Asiana Airlines plans to operate a Boeing 747-400 freighter with four flights a week to Seoul, South Korea beginning Sept. 13. Asiana will be the 14th all-cargo carrier to operate out of the Atlanta airport, reflecting the growth of air freight out of Hartsfield-Jackson.
“We are noticing a steady increase in year over year cargo volume,” Atlanta Mayor Kasim Reed said Tuesday morning at a press conference at the airport. Reed said that Hartsfield-Jackson already is the dominant passenger airport in North America and the world, but that its stature in cargo is on the upswing.
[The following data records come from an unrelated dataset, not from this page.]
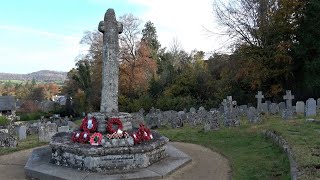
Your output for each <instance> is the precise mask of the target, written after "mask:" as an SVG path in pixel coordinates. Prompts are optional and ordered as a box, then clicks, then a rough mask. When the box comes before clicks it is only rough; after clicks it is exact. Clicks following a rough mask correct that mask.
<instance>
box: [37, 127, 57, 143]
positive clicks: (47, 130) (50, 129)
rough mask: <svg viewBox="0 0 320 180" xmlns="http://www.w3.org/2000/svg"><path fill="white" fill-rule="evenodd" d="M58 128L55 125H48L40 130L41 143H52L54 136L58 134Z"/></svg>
mask: <svg viewBox="0 0 320 180" xmlns="http://www.w3.org/2000/svg"><path fill="white" fill-rule="evenodd" d="M57 130H58V127H57V125H56V124H55V123H46V124H45V125H42V126H40V128H39V141H40V142H50V141H51V138H52V136H53V135H55V134H56V133H57Z"/></svg>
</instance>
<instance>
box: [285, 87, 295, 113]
mask: <svg viewBox="0 0 320 180" xmlns="http://www.w3.org/2000/svg"><path fill="white" fill-rule="evenodd" d="M283 99H284V100H286V109H285V110H283V111H282V119H290V118H292V117H293V113H294V112H293V107H292V100H293V99H294V96H293V95H292V94H291V91H290V90H287V91H286V95H284V96H283Z"/></svg>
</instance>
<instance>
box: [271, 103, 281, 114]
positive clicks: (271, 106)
mask: <svg viewBox="0 0 320 180" xmlns="http://www.w3.org/2000/svg"><path fill="white" fill-rule="evenodd" d="M269 112H270V114H272V115H275V114H277V113H278V112H279V105H278V104H277V103H271V104H270V105H269Z"/></svg>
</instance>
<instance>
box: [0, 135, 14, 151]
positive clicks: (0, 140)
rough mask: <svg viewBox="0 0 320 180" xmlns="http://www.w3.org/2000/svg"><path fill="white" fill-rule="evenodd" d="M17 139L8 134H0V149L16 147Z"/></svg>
mask: <svg viewBox="0 0 320 180" xmlns="http://www.w3.org/2000/svg"><path fill="white" fill-rule="evenodd" d="M17 144H18V143H17V139H16V138H15V137H14V136H12V135H11V134H9V133H3V132H0V147H11V148H15V147H16V146H17Z"/></svg>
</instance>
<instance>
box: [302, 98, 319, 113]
mask: <svg viewBox="0 0 320 180" xmlns="http://www.w3.org/2000/svg"><path fill="white" fill-rule="evenodd" d="M305 113H306V116H307V117H309V116H315V115H317V105H316V100H314V99H313V98H309V99H308V100H307V102H306V112H305Z"/></svg>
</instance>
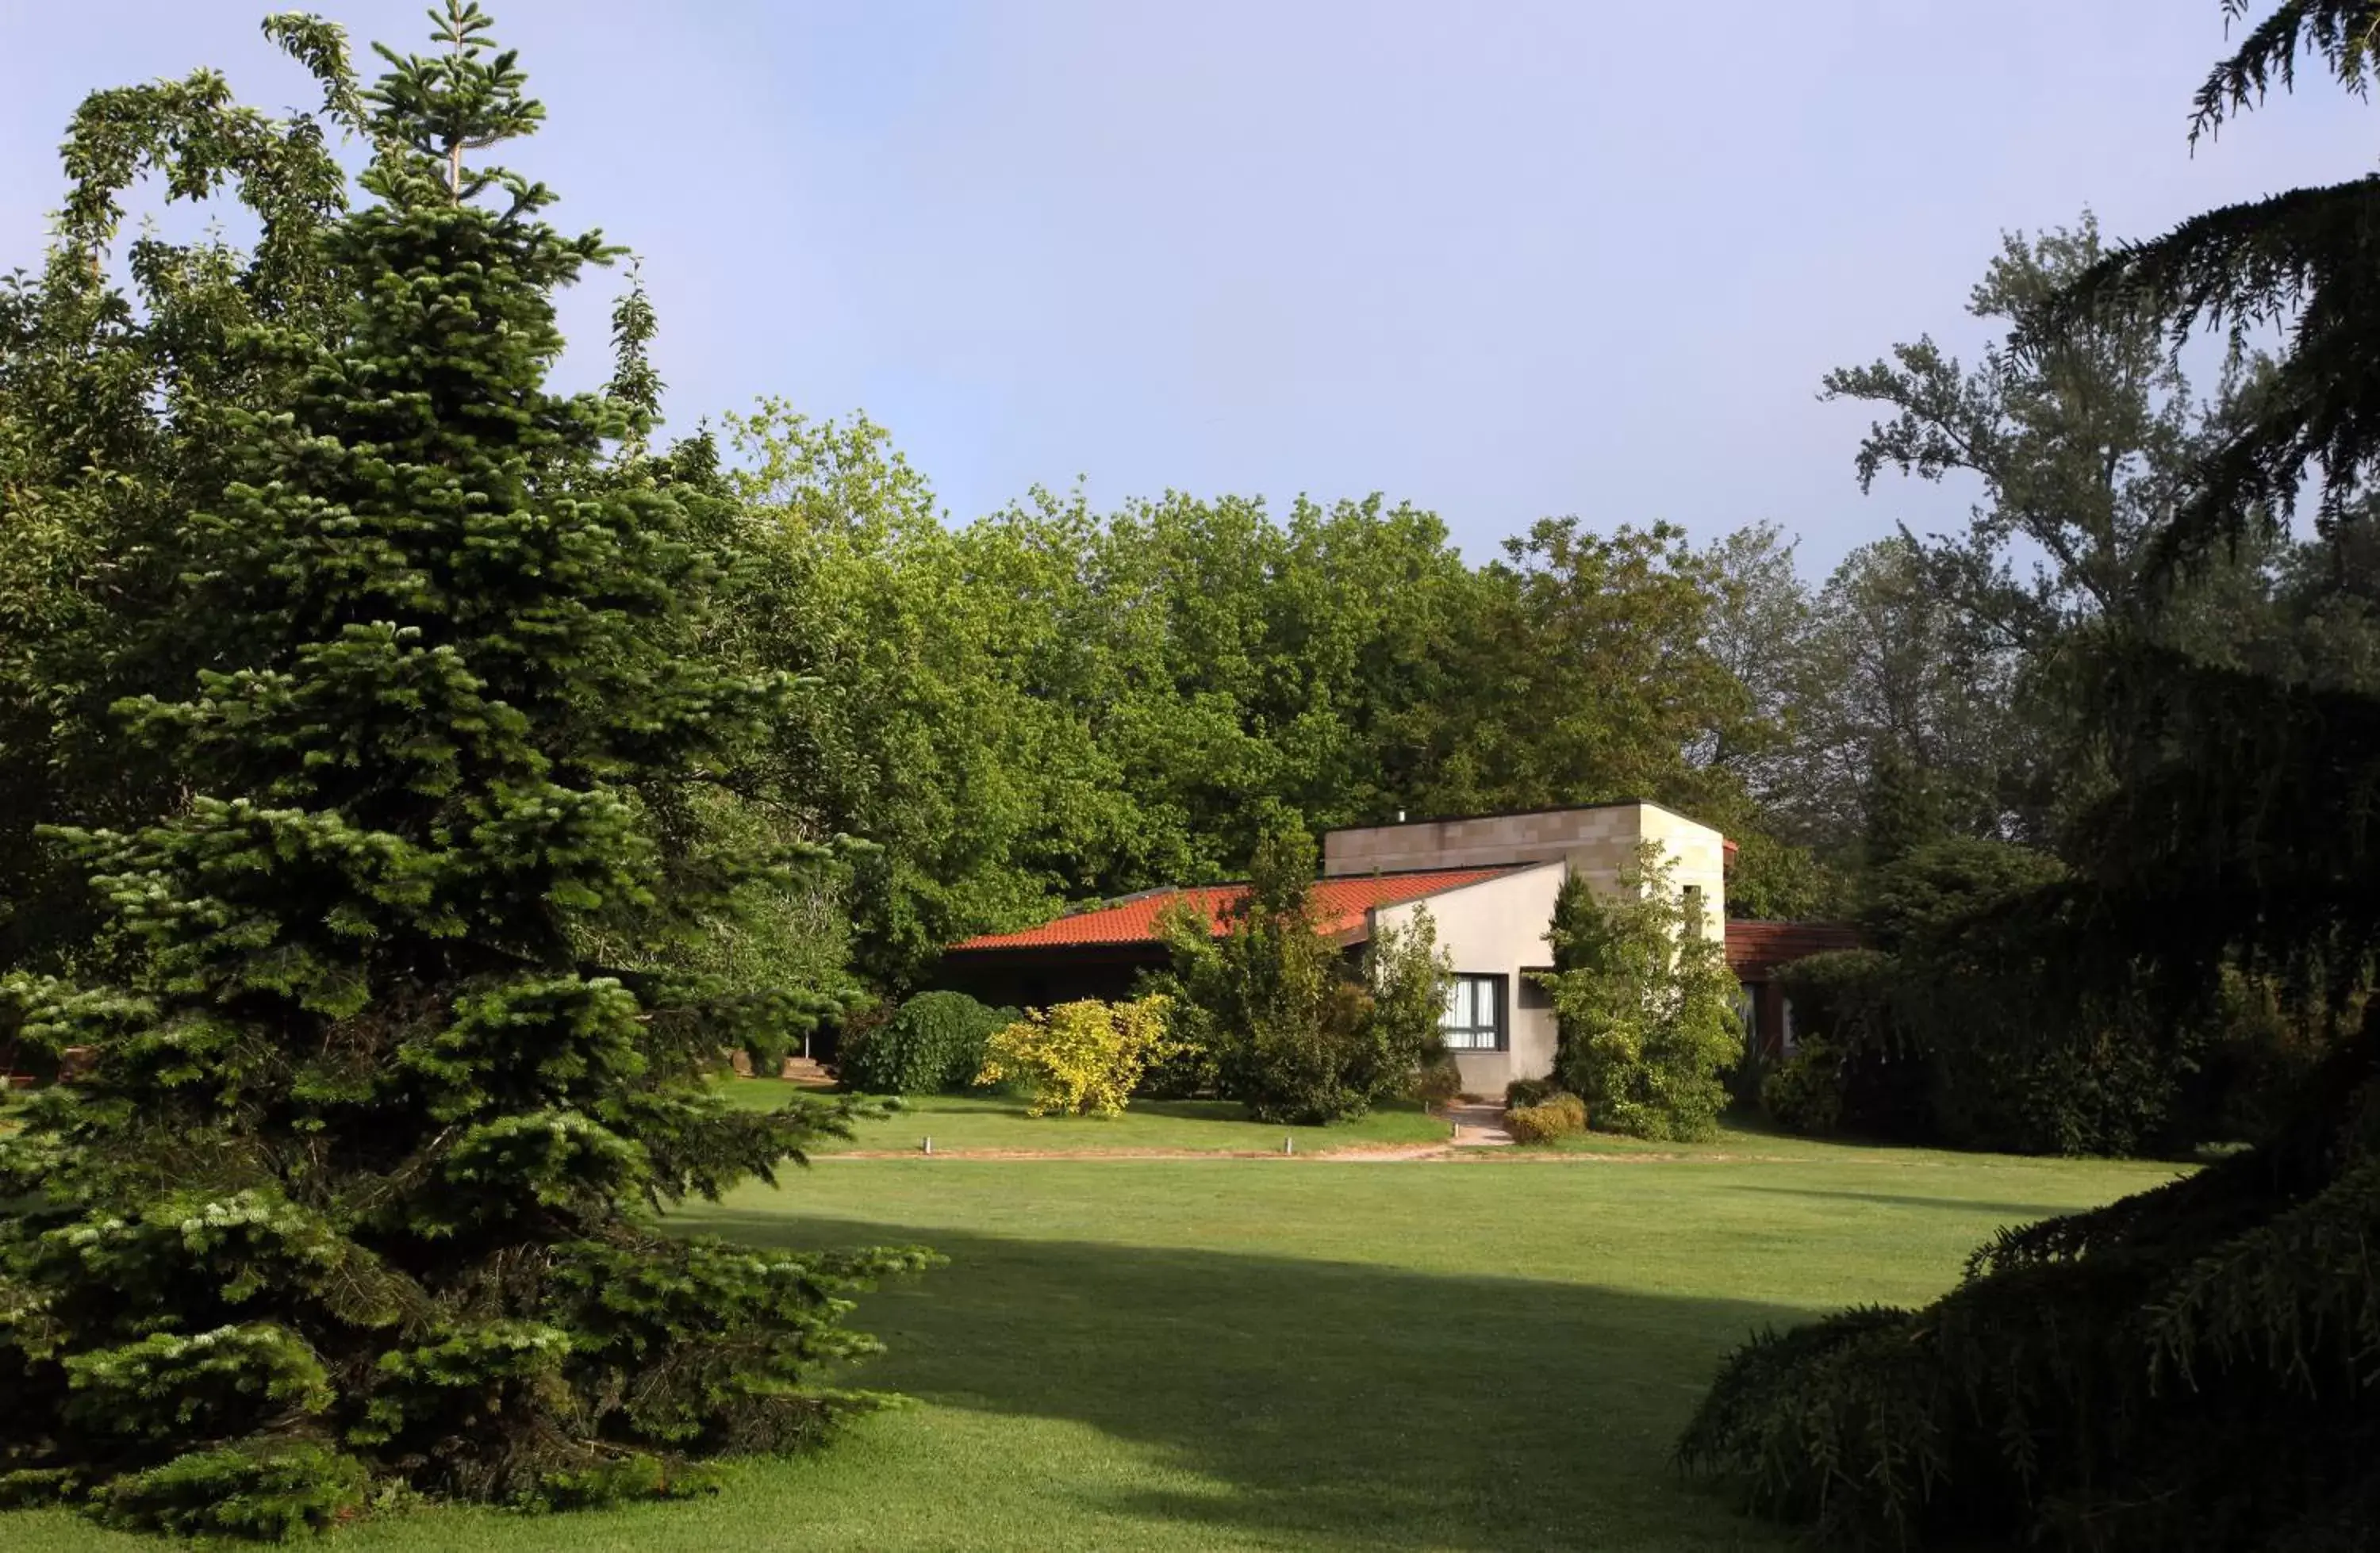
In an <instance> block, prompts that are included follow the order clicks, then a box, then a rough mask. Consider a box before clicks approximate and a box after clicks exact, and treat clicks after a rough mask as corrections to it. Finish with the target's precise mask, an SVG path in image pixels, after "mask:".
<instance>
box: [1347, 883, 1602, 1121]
mask: <svg viewBox="0 0 2380 1553" xmlns="http://www.w3.org/2000/svg"><path fill="white" fill-rule="evenodd" d="M1557 889H1561V863H1545V866H1540V868H1528V870H1521V873H1507V875H1502V878H1492V880H1483V882H1478V885H1464V887H1461V889H1449V892H1445V894H1433V897H1428V899H1426V901H1407V904H1402V906H1380V908H1378V911H1373V913H1371V920H1373V925H1376V928H1380V925H1390V928H1407V925H1411V920H1414V913H1416V911H1428V913H1430V923H1433V925H1435V928H1438V947H1440V949H1445V951H1447V958H1449V961H1452V963H1454V970H1459V973H1471V975H1502V977H1507V980H1504V1018H1507V1042H1504V1044H1507V1051H1457V1054H1454V1065H1457V1068H1461V1075H1464V1092H1466V1094H1488V1096H1502V1094H1504V1084H1509V1082H1511V1080H1516V1077H1545V1075H1547V1073H1552V1070H1554V1011H1552V1008H1523V1001H1528V999H1523V996H1521V968H1523V966H1547V963H1552V951H1549V949H1547V947H1545V930H1547V925H1549V923H1552V920H1554V892H1557Z"/></svg>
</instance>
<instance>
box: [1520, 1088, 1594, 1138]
mask: <svg viewBox="0 0 2380 1553" xmlns="http://www.w3.org/2000/svg"><path fill="white" fill-rule="evenodd" d="M1585 1130H1587V1101H1583V1099H1578V1096H1576V1094H1571V1092H1559V1094H1547V1096H1545V1099H1540V1101H1535V1104H1530V1106H1514V1108H1509V1111H1507V1113H1504V1132H1509V1134H1511V1142H1516V1144H1549V1142H1554V1139H1557V1137H1576V1134H1580V1132H1585Z"/></svg>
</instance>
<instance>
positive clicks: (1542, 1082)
mask: <svg viewBox="0 0 2380 1553" xmlns="http://www.w3.org/2000/svg"><path fill="white" fill-rule="evenodd" d="M1554 1094H1561V1084H1557V1082H1554V1080H1549V1077H1516V1080H1514V1082H1509V1084H1504V1106H1514V1108H1516V1106H1540V1104H1545V1101H1547V1099H1549V1096H1554Z"/></svg>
For example, the new Asiana service is expected to create up to 25 jobs and produce an annual economic impact of $24 million regionally.
It was fitting that the Asiana announcement came at the same time that the city releasing its 2009 economic impact study of the airport.
Despite the national recession, the economic impact of Hartsfield-Jackson increased from $23.5 billion in 2005 to $32.6 billion in 2009 — an increase of nearly 40 percent — according to the study.
Direct airport-related employment also enjoyed a slight increase — from 56,500 in 2005 to about 58,000 in 2009.
Robert Kennedy, the interim aviation general manager, said in 2000, the airport’s direct employment was about 44,000. That was before the 9/11 disaster, which put the aviation industry in a tailspin.
“We have probably seen some of the darkest days (in the aviation industry),” Kennedy said at the press conference. “Over the last 25 years, as we’ve had downturns in the industry, Atlanta does not dive as deep as other airports.”
One of the reasons, Kennedy said, is that Hartsfield-Jackson continues to have some of the lowest landing fees in the nation, which makes it an attractive hub for airlines.
Still, the airport is in a state of flux. Ben DeCosta, who served as general manager for more than a decade, retired about two weeks ago.
When asked about the status of the search for a new general manager, Reed said: “I really don’t know, which is probably a good thing.”
Then he said that he’ll be meeting with Carol Tomé, CFO of Home Depot who is chairing the search, and her committee in the next 15 days.
“I’m pushing very hard to get this done sooner rather than later,” Reed said. “Carol asked for 60 days, and I asked for 30.”
But Reed acknowledged that 30 days was probably too optimistic. Asked if there would be a new general manager by September or October, Reed said: “No question about it.”
Reed also added that in the meantime “I have a very high comfort level with Robert (the interim commissioner). I have a strong desire to get this done so people can stop asking me about it.”